Studies show 4 in 5 adults will suffer from back pain at some point in their lives. The severity of low back pain can range from bothersome to debilitating. Minor low back pain may not seem like a big deal. However if you’re a runner, even slight back pain can completely derail your training plans and sideline you from your sport for weeks, months, or even years.

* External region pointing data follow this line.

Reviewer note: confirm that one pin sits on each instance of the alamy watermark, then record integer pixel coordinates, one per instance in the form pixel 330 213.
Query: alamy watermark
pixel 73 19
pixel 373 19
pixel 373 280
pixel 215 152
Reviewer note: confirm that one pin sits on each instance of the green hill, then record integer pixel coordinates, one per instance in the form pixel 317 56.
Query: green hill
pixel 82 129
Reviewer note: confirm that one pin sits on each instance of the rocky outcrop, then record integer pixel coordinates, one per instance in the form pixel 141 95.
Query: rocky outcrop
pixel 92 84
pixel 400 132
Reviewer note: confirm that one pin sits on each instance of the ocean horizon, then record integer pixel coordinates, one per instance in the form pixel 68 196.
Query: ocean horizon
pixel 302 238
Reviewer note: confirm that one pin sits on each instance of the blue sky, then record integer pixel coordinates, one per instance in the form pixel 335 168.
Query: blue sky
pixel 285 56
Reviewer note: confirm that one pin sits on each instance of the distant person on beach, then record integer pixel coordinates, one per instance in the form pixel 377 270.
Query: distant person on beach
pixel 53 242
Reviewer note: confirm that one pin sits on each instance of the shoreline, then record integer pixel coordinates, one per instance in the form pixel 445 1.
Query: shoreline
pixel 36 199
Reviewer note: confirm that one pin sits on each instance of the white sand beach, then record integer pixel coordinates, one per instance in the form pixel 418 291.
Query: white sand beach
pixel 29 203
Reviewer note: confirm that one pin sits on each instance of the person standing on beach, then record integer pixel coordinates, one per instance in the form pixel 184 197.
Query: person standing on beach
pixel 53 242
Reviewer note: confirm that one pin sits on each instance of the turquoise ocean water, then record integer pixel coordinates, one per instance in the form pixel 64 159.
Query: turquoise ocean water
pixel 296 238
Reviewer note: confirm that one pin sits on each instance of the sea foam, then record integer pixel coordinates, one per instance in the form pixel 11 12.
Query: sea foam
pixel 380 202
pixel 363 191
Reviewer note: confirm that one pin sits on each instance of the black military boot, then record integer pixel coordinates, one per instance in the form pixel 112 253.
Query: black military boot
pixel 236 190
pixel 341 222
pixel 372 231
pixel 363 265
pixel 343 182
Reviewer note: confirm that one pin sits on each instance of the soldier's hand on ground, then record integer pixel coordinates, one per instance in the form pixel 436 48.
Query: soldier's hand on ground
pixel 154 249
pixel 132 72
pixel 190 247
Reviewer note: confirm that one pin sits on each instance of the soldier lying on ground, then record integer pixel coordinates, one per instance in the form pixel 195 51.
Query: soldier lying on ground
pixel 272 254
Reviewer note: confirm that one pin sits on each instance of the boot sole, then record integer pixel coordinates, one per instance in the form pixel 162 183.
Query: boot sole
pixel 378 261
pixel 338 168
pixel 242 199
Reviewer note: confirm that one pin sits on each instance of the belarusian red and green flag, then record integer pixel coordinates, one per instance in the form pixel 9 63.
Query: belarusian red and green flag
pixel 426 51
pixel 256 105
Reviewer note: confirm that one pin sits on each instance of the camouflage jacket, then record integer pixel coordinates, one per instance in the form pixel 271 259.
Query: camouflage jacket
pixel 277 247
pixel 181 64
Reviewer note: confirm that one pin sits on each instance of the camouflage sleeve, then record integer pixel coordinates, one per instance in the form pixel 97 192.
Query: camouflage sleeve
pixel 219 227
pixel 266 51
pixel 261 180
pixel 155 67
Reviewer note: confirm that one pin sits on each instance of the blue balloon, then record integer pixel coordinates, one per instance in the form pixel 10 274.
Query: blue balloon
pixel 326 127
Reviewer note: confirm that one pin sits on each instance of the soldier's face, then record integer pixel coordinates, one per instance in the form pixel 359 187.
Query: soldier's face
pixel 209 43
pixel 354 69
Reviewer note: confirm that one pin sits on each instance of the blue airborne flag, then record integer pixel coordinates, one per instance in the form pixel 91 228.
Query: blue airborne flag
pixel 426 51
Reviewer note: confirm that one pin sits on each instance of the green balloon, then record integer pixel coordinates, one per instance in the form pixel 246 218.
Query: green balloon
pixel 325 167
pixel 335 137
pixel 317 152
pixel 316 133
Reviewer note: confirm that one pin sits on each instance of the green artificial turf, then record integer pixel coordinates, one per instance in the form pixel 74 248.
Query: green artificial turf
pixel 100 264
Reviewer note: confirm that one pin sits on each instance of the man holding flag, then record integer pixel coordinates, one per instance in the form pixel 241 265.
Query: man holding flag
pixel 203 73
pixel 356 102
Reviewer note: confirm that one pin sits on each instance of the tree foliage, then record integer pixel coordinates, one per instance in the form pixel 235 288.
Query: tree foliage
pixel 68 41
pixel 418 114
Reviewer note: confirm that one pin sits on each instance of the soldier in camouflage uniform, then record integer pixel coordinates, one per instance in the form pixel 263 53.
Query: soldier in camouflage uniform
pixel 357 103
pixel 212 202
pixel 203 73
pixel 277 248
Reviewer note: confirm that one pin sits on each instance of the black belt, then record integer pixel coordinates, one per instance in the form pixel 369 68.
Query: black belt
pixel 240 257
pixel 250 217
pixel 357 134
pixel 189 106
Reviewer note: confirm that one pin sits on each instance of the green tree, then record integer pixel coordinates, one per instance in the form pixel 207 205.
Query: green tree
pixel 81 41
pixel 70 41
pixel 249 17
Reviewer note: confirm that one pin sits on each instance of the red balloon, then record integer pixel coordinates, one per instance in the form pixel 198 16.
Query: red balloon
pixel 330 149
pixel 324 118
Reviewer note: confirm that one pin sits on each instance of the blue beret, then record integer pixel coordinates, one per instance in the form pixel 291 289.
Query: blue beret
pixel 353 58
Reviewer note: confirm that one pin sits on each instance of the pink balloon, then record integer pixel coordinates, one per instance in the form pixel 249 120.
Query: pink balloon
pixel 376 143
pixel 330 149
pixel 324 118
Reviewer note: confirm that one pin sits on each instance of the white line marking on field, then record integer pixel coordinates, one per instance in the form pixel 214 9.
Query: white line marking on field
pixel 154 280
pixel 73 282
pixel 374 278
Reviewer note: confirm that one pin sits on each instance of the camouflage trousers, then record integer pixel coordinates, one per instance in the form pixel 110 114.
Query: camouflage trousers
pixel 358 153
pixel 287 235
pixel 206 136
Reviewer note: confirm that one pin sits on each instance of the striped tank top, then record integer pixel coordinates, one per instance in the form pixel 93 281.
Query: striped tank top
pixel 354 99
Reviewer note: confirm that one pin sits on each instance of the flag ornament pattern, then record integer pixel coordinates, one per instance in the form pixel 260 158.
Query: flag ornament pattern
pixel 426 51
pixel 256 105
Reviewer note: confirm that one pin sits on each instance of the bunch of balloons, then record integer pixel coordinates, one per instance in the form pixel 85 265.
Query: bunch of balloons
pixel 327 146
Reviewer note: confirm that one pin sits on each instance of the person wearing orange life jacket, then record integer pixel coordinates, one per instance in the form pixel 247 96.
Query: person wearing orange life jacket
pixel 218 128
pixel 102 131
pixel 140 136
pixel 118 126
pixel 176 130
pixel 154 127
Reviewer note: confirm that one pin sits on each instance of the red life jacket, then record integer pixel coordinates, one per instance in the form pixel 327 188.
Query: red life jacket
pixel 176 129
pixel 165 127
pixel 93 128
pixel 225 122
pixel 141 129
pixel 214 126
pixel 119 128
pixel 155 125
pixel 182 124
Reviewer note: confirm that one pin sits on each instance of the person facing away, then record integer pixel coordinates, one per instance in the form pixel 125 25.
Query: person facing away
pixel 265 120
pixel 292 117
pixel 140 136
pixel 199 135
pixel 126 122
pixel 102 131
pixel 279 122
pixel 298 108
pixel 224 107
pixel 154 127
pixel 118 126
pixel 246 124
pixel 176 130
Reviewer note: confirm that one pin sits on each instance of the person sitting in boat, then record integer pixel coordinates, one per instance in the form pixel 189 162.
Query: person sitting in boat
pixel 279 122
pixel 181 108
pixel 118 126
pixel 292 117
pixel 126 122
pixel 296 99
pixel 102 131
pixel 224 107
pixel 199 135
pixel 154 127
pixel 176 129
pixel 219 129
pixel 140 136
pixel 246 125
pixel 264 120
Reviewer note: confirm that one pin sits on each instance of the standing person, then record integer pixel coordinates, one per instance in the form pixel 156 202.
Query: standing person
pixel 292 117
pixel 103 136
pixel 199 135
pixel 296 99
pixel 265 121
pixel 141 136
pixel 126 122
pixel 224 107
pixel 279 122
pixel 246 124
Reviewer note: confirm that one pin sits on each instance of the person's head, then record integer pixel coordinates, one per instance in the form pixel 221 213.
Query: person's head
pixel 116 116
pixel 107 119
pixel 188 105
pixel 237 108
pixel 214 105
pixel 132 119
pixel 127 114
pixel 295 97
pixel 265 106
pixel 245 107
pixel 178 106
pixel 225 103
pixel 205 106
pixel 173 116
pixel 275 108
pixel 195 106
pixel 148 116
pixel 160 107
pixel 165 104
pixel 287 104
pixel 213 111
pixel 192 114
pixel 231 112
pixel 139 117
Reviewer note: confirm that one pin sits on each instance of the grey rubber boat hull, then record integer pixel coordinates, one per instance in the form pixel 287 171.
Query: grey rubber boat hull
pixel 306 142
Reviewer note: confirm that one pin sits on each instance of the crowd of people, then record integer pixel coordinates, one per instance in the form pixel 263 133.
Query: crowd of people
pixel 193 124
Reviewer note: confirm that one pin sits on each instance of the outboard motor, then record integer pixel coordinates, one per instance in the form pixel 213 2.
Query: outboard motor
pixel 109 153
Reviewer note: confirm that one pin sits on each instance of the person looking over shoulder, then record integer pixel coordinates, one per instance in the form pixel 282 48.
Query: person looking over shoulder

Unfortunately, treating low back pain tends to be easier said than done. Most people turn to over-the-counter pain medications and at-home remedies, like ice therapy, massage, and stretching, to try to ease the pain. But oftentimes these fixes are only temporary, and it takes a doctor (or two or three) to find the root of the problem. Then you’ll need to work with your doctor to figure out a treatment regimen that your back pain responds to. This can take trial and error – and a whole lot of time.
Since managing low back pain can be so tricky, it’s easier to prevent the problem in the first place. Thankfully, there are several actions that runners can take to keep low back pain at bay. Including the following:
- Wear proper shoes – and replace them often. Running in shoes that aren’t supportive enough can overwork low back muscles. Get professionally fitted for running shoes at a running specialty store, and replace your shoes every 300 to 500 miles.
- Keep your hamstrings loose. Tight hamstrings place stress on the low back muscles. Keep your hamstrings loose by stretching them after each run. Practicing yoga and using a foam roller regularly can also help to loosen up hamstrings.
- Work those core muscles. Planks, crunches, and other core-strengthening exercises build the muscles in your abdominals, obliques, and back. A strong, balanced core is less likely to get injured.
- Cross-train. Muscle imbalances can lead to overuse injuries, such as low back pain. Biking, swimming, or lifting weights regularly can strengthen the muscles we don’t use as much when we run.
- Run on soft surfaces. A spongy track, dirt trail, or asphalt road is more forgiving to the body than a concrete sidewalk. In fact, concrete is about 10 times harder on the body. If you cannot avoid sidewalks all together, vary your running surfaces and only run on sidewalks a couple of times per week.
- Warm-up before a run. Walk or slowly run a half mile or so before your workout. After the warm-up, do some gentle stretches. Sometimes warming the muscles up gradually can prevent injury.
- Back off at the first sign of a problem. Just like other injuries, low back issues respond better to treatment when they first crop up. If you keep running through the pain, you risk turning a minor injury into a major problem. If your back bothers you, take a few days of rest before you lace up your running shoes again.